Rieccoli. Si sa, la vita contiene innumerevoli variabili, ma ci sono due cose delle quali possiamo essere matematicamente certi: la prima è che tutti prima o poi dobbiamo crepare, la seconda è che ogni due o tre anni i Cannibal Corpse tornano sul mercato con l’ennesimo disco spappola timpani. E noi amanti del metal estremo non possiamo che gioirne. Consci del fatto che comunque, vada come vada, la band di Buffalo non ci deluderà mai.

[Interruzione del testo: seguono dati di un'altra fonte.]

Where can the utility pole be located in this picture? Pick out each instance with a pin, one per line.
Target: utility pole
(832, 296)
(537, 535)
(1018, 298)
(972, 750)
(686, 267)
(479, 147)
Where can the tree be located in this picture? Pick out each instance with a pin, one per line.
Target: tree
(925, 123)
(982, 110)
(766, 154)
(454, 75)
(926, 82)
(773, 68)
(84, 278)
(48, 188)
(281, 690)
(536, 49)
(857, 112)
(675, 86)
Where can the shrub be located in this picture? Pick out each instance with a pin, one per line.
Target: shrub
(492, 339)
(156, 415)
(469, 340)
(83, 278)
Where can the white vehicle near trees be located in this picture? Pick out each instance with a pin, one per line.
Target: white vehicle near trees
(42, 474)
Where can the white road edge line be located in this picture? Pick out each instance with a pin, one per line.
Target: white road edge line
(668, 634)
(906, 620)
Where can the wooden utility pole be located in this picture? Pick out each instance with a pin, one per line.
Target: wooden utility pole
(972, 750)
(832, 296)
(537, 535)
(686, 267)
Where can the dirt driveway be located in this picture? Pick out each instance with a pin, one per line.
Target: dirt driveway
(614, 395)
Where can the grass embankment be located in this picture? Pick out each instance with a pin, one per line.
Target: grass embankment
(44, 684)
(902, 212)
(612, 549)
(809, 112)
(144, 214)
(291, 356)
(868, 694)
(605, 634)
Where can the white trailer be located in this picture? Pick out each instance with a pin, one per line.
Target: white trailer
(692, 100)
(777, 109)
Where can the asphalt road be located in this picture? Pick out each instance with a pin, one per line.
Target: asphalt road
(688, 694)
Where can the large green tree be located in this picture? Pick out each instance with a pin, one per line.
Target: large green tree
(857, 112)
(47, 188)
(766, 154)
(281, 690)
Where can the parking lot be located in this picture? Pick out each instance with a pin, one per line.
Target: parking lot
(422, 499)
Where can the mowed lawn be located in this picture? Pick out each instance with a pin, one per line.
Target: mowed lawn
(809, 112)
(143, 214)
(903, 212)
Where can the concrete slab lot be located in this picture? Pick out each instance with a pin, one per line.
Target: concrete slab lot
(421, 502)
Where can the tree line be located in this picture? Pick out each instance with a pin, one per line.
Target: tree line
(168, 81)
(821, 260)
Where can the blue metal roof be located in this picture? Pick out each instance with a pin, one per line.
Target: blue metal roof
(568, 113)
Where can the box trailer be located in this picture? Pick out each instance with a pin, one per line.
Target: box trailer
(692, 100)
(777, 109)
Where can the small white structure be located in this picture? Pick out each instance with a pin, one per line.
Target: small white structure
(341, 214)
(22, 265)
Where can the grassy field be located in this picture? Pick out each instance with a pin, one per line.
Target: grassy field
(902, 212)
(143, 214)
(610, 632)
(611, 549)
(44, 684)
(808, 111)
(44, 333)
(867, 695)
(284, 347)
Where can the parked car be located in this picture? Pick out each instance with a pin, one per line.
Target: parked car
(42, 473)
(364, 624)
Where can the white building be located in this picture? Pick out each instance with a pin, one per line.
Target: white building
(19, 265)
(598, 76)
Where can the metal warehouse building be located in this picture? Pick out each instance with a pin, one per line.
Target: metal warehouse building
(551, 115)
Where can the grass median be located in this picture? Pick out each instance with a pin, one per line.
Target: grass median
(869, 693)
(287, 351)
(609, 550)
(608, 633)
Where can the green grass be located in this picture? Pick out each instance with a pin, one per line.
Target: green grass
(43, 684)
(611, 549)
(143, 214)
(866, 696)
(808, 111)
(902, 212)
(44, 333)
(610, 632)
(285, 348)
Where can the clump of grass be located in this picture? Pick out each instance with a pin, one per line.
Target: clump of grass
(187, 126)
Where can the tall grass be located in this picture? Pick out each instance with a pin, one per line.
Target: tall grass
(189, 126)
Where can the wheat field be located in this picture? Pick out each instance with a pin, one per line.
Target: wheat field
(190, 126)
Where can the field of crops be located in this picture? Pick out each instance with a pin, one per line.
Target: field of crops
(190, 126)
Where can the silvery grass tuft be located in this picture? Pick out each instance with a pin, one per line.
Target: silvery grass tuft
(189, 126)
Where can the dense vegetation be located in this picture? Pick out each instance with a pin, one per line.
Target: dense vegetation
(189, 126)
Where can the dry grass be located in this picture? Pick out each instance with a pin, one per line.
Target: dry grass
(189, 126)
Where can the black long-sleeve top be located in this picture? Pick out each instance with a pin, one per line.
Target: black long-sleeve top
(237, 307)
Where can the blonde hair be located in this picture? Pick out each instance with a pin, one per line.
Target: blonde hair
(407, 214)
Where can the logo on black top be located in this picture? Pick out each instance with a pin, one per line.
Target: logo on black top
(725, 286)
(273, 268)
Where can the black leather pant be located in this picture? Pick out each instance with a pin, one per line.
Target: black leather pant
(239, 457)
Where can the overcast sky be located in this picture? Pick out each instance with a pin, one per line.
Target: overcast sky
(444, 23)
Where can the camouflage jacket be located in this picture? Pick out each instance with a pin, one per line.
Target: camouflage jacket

“Torture” è l’ennesimo macigno intriso di sangue e frattaglie che lungo il suo cammino disintegra tutto e tutti, senza pietà. E’ un tritacarne inesorabile, che riduce tutto in poltiglia. Prodotto ancora una volta dal fido Erik Rutan, il dodicesimo album dei Cannibal non è altro che l’ennesima conferma della netta supremazia di questa band che può vantare una carriera ultra decennale condotta sempre a livelli stratosferici. Durante il primo ascolto dell’opener “Demented Aggression” ho avuto la sensazione di ritrovarmi di fronte ad un vecchio amico: quando lo incontri anche dopo anni sono sempre sorrisi e gran pacche sulle spalle, perché sai che non è cambiato per niente e ti fidi di lui. E del quintetto statunitense ci si può fidare ciecamente, visto che anche per quanto riguarda questo ultimo lavoro il modus operandi della band non cambia di una virgola. Sono mazzate sempre e comunque, alternate a pezzi un po’ più rallentati come “Scourge Of Iron”, simili ad una morsa al collo che col passare dei secondi aumenta la sua presa fino ad annichilirti. Devo dire che rispetto al precedente “Evisceration Plague” ho notato un leggero riavvicinamento allo stile più brutale e veloce rispetto a quello impostato sul groove, cosa che personalmente in cuor mio speravo. Non siamo certo ai livelli di intensità dello spaventoso “Kill“, ma non ci si può certo lamentare. Quasi mi vergogno ad analizzare la parte esecutiva… Anche stavolta siamo davanti ad una band che sul piano puramente tecnico può insegnare a chiunque, o quasi. Il lavoro delle chitarre è come sempre pregevole , i riff si fanno a volte intricati e tecnici come in “Intestinal Crank”, mentre in altri frangenti uniscono la semplicità ad un’efficacia spaventosa, palesando le ben note influenze slayeriane. La sessione ritmica è il solito carro armato che avanza impazzito come se fosse pilotato da uno squilibrato e Webster si conferma come uno dei migliori bassisti del genere (il lavoro che fa in “The Strangulation Chair” e in “Caged…Contorted” è da mettersi le mani nei capelli), mentre il buon George come al solito fa il suo onesto mestiere dietro al microfono, senza risparmiarsi mai.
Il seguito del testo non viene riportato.